In 2004, she was a guest of Laura Bush in the First Lady's Box at the State of the Union address. The Iraq Foundation (an organization she co-founded) itself help set up the Iraq-America Freedom Alliance which has tried to stress the positive impacts of the American invasion and occupation of Iraq. It describes its mission as publicizing "the stories of Iraqis and Americans who are building a secure, stable and democratic future in Iraq." She has said that she is disappointed with the post-war reconstruction effort, especially the initial lack of planning.
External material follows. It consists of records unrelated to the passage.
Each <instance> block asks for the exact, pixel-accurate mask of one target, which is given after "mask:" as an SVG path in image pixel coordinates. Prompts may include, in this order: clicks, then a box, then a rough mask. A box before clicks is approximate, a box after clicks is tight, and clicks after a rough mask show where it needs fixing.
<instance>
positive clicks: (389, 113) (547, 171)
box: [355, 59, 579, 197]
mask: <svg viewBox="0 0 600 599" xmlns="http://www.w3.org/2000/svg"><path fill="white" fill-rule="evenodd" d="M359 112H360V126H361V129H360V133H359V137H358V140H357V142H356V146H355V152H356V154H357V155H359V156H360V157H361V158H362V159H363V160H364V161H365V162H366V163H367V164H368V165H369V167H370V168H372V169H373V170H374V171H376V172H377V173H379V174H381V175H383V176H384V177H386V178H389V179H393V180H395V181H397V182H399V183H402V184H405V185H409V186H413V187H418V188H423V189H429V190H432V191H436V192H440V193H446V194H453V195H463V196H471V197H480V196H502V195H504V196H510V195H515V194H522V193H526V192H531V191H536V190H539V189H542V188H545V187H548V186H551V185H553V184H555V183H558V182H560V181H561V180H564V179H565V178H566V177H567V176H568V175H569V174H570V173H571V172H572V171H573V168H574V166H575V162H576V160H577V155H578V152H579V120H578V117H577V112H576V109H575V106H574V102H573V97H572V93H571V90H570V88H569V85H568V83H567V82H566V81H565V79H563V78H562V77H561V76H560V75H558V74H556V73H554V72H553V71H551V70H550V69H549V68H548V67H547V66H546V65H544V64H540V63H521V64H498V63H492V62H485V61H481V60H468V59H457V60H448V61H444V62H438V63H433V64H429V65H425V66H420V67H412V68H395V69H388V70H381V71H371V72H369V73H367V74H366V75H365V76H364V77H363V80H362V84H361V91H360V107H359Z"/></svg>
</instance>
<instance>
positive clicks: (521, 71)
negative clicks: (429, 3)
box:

However she continues to support the administration and its policies particularly as they have grown more determined to stabilize Iraq and has confidence that the US administration can be successful. On April 27, 2007, she appeared on the O'Reilly Factor and argued strongly for the United States' presence in Iraq.

== Views ==
Francke is a supporter of the United States and the Bush administration, but also has heavily criticized its role, which many believe led to her resignation. Moreover, Francke also criticized the role of Iraqis towards the United States. In a recent interview conducted by the Greater Good Science Center, Francke said, "I think there's a great deal of negligence. It's not evil; its negligence and insensitivity... and I don't think it's possible to keep a healthy relationship unless you show that you care about a person, or a group of people, on a continuing basis." Francke claims that sympathy and empathy on both sides are needed if Iraq is to be repaired. She concluded, "It is all a question of showing that you care about the other, that you're in a partnership - not a relationship of occupier and occupied. You're not in a relationship where it's the all-powerful and the powerless."

== Bibliography ==
- Fuller, Graham E.; Francke, Rend Rahim (2000). The Arab Shi'a : The Forgotten Muslims. Palgrave Macmillan. ISBN 0-312-22178-9.